On the other hand, one instance of a sensational robbery, sexual peccadillo, murder, or other heinous offense, and most people will identify the perpetrator with that particular act. The person is then termed a thief, adulterer, murderer, terrorist, heretic, and must be dealt with as such not as a human being.

We (the majority) make little or no attempt to understand the accused. Why should we? All we need to know is whether he is guilty or innocent. If guilty, let the punishment fit the crime. It's simple. End of story.

Occasionally news leaks out of an offender's past life.

A child grows up in a home with a single mother who treated her many problems with the forgetfulness of liquor and drugs. One live-in boyfriend after another came, men who were frequently not only addicted but violent. The child's whole life was trying to survive eating when he could find food, stealing for things he needed. He was the constant butt of slaps, punches, put-downs, and curses. His mother's screams and struggles, also, were not rare.

This was the world of his childhood, coloring his attitude and responses toward the outside world. Reaching adulthood he finally reached the size and strength that enabled him to imitate the adults he got to know too well. Violence came as naturally to him as thoughtfulness would come to one reared in a loving, supportive family.

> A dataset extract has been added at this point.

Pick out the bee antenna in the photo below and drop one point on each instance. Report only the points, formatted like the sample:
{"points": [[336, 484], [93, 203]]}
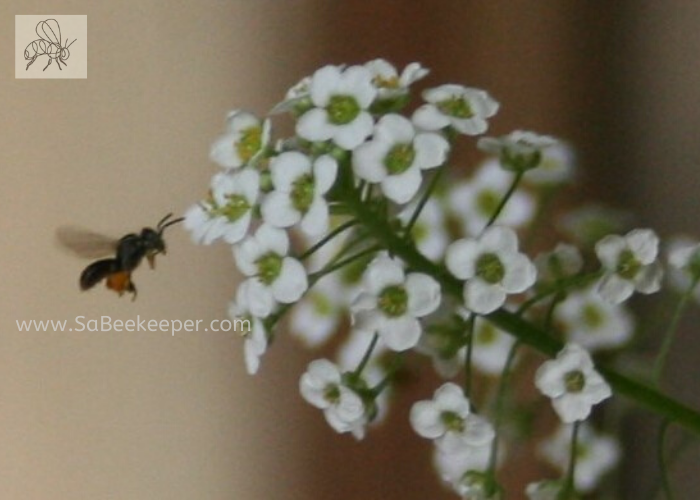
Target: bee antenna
{"points": [[162, 224]]}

At some point this victim of years of abuse and violence, having built his own small record of ruthless grasping and violence, takes the public stage in a major act of destruction and murder.

The put-downs of his childhood are now capped by the hatred of us, the decent majority.

We brand him with the epithet "murderer." Content with our own innocence, we demand revenge punishment by death! Only this will satisfy our judgment.

Walking in his shoes, how might you or I end up? How can we judge the whole person if we have not tried to see as he sees, feel as he feels? What experiences, values, perceptions, desires, and frustrations have combined to motivate the condemned to commit the deed?

Is it important for us to know these things? Only so can we compare the life experiences of similar offenders, discover common threads, and make appropriate social adjustments. While holding offenders from opportunities to further harm people, we can learn how to change their life paths from destructive to caring.

Equally, if not more important, by understanding, we can save ourselves from losing our souls, our integrity, in a lynch mob. Humans lose their humanity in the mob. They see themselves as judge, jury, and executioner-judging another but not themselves.

Those who have let themselves become enraged, and hate, because a fellow human has offended them, act together as a single wild beast. Not only does the mob hate those accused of murder or adultery, but mobs have attacked the innocent, even those judged by history as "Great Souls."

Hear the cry of "Kill the nigger," "Burn her alive" (Joan of Arc) (elderly women of Salem), "Kill" (the Jews) (Capitalists) (Communists) (Royalists) (Heretics) (Non-believers). "Hang!" "Death Penalty!" "Impeach!" "Punish!" "Crucify Him!"

The truly human looks and cares for the human in others, seeks to straighten what is warped, to heal where there is pain, to "overcome evil with good."